自己一个壮年男人,赁下一寡妇的院子,不仅外人会多想,生出许多闲言碎语,就连作为当事人的寡妇,内心大概率也会怀疑自己的动机。
然而确实是绿柳镇空着的屋院已极稀少,他真是只能选择这寡妇家来住。
但并不愿与人发生什么。
他停下筷子,拧紧眉毛,冷冷道“姜婶,你这样便无甚意趣了。
某只是赁下你一间屋子作落脚之地,付给你的银钱亦只是租房吃饭的钱。
你这般作为,实是将某想得太不堪了。
若是不愿某住在这里,想赶某离开,只管直说就是,何必污我青白?!”
王安这番话说得极重。
道理亦极明确。
解开来头巾,更显不安的姜婶听到他这番言语,眼神却彻底安定下来,马上又将头巾包好,只露出一双满是歉然的眼睛看他,口中道“是妾身的错,妾身把壮士想岔了!
妾给壮士赔罪!
请壮士就在这里放心住着,以后妾绝不会再做这样事!”
说完,她向王安连连躬身道歉,匆匆出了屋子,不多时又端上来一碗羹汤,请王安食用,就徐徐退出这间屋子,替他关好了屋门。
姜婶原本并未多想这人为何租下自家院子。
但得知其身份来头很大以后,她就免不了多想。
她倒不是为了攀高枝,只是怕自家伺候不好这位大人物,反惹得对方反感,叫自家支离破碎!
思来想去,姜婶只能出此下策。
只盼自己伺候好了这位大人物,他能保全自己一家。
毕竟,家中若只有自己一个,纵得罪了人也就是自己遭殃,可自己与夫君的孩子还嗷嗷待哺,自己如何能舍他而去……

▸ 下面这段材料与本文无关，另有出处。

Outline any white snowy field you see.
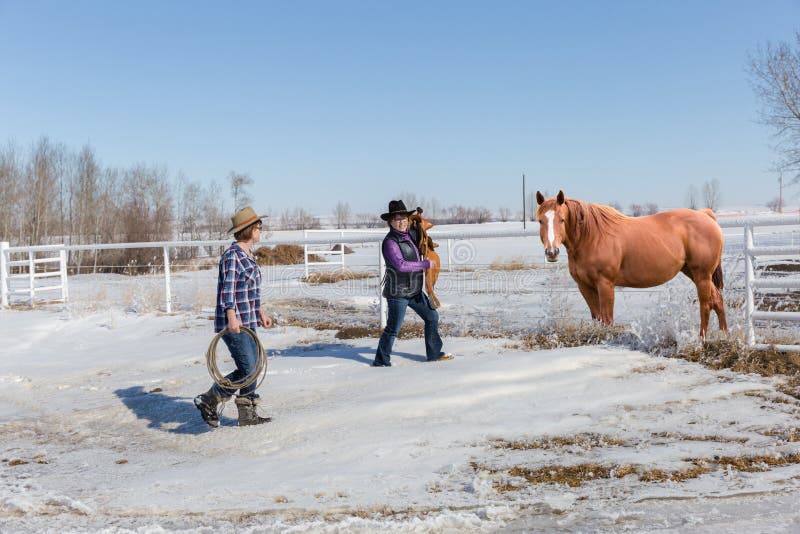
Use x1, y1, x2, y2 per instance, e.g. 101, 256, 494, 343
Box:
0, 307, 800, 532
0, 220, 800, 533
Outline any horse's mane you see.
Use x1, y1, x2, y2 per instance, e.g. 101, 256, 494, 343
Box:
564, 198, 627, 240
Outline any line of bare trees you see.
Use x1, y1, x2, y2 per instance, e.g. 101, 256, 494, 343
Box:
0, 137, 228, 271
333, 192, 494, 228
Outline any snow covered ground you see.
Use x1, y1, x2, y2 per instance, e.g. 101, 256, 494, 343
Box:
0, 220, 800, 532
0, 309, 800, 532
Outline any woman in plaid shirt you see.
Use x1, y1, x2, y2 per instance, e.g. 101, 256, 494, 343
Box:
194, 207, 272, 427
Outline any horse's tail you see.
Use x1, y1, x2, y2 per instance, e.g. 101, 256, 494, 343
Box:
711, 260, 725, 291
700, 208, 725, 291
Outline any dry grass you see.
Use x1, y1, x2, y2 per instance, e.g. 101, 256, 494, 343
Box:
715, 452, 800, 472
482, 460, 713, 492
650, 432, 749, 443
281, 317, 434, 339
522, 321, 625, 350
668, 340, 800, 399
478, 450, 800, 492
487, 257, 537, 271
761, 428, 800, 443
492, 433, 625, 451
331, 243, 353, 254
302, 269, 374, 284
253, 245, 325, 265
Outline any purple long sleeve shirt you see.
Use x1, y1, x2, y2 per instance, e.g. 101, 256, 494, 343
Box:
383, 229, 431, 273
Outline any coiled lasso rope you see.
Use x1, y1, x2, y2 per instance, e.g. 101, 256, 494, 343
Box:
206, 326, 267, 390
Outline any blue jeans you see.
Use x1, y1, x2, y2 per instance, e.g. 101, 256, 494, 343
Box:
214, 332, 258, 399
373, 293, 444, 365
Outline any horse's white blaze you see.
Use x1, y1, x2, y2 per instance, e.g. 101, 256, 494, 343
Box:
544, 210, 556, 247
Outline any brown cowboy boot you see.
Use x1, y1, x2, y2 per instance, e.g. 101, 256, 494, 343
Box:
236, 397, 272, 426
194, 387, 222, 428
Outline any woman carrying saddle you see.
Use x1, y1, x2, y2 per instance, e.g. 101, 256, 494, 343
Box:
372, 200, 453, 367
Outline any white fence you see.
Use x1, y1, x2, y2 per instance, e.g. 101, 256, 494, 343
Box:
0, 215, 800, 352
744, 217, 800, 352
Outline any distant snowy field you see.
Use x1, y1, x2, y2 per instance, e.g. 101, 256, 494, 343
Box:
0, 217, 800, 532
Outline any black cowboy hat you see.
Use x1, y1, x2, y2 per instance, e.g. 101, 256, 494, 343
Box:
381, 200, 417, 221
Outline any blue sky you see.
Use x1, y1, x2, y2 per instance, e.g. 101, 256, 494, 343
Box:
0, 0, 800, 214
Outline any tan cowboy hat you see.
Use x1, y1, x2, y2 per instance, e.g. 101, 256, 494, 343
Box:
228, 206, 269, 234
381, 200, 417, 221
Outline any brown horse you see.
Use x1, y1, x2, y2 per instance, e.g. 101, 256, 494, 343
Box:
536, 191, 728, 338
408, 207, 442, 309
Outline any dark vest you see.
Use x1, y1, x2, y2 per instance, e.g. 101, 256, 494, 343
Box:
381, 231, 425, 299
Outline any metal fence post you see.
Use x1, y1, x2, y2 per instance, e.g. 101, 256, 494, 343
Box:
28, 250, 36, 308
58, 248, 69, 304
744, 224, 756, 347
303, 230, 308, 280
447, 238, 453, 273
0, 241, 10, 308
164, 247, 172, 313
378, 246, 389, 329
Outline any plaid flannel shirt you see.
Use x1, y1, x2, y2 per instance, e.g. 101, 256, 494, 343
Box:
214, 243, 263, 332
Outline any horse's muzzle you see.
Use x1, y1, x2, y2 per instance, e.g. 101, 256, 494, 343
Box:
544, 248, 561, 263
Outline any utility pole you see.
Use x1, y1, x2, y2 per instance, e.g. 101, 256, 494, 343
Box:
522, 172, 528, 230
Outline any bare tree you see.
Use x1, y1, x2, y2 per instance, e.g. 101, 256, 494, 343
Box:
0, 141, 23, 244
686, 184, 700, 210
201, 182, 231, 239
750, 31, 800, 185
333, 202, 350, 228
228, 171, 253, 211
703, 178, 722, 211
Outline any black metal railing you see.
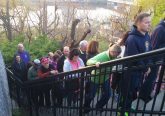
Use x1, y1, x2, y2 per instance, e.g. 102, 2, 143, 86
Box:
7, 48, 165, 116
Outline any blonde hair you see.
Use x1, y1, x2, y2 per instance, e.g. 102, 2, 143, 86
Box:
109, 43, 121, 53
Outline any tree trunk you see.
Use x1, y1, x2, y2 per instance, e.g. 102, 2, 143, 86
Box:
6, 0, 12, 41
42, 0, 47, 35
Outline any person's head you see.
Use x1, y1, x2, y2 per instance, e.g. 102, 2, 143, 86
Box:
63, 46, 70, 56
87, 40, 99, 54
79, 40, 88, 52
18, 43, 24, 52
117, 31, 130, 46
69, 48, 80, 61
53, 53, 60, 62
54, 50, 62, 56
15, 54, 21, 62
48, 52, 54, 59
41, 57, 49, 69
109, 43, 121, 58
135, 13, 151, 33
33, 59, 40, 68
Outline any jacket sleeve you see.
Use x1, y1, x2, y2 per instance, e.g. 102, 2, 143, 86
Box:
63, 60, 71, 72
28, 68, 32, 80
38, 70, 50, 78
125, 36, 139, 56
151, 29, 165, 49
57, 57, 64, 72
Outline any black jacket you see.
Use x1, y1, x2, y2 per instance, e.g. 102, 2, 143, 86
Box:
151, 20, 165, 50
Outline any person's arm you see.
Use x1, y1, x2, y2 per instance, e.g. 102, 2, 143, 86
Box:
63, 60, 71, 72
57, 56, 64, 72
125, 36, 140, 56
151, 29, 165, 50
38, 70, 50, 78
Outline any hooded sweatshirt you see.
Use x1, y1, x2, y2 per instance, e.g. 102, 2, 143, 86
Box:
151, 20, 165, 50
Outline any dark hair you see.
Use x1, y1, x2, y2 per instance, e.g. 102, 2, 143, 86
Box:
53, 53, 60, 61
119, 31, 130, 45
135, 13, 150, 25
69, 48, 80, 60
87, 40, 99, 54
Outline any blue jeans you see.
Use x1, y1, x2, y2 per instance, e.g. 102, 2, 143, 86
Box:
84, 79, 111, 108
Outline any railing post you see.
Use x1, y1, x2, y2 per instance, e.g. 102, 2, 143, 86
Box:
79, 76, 84, 116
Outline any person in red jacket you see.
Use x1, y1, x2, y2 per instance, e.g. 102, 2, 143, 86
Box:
38, 57, 58, 107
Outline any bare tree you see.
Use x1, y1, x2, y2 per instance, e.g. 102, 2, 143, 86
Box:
0, 0, 12, 41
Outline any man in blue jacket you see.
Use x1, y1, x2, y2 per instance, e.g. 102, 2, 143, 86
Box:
120, 13, 151, 115
151, 18, 165, 50
14, 43, 31, 66
151, 18, 165, 94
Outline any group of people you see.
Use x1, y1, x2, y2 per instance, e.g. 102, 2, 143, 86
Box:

姜婶从灶屋端出一小碗鸡蛋羹,关好灶房门,转回了自己的卧室。
卧室土炕上,被褥围成了一个小小的‘窝’。
随着姜婶满面慈爱地靠近那个被窝,内里就传出了婴儿咯咯笑的声音。
“咯咯咯……”
一只白胖的小手颤巍巍地伸出了被窝。
姜婶将鸡蛋羹放到灶台上,连忙走近土炕,抱起了床上被小被子抱住的‘婴儿’“我的儿,怎么这时候睡醒了?”
小被子里,露出一张稚嫩白胖的婴儿脸孔,‘他’眨着纯净无邪的眼睛,注视姜婶,口中依然发出咯咯笑声。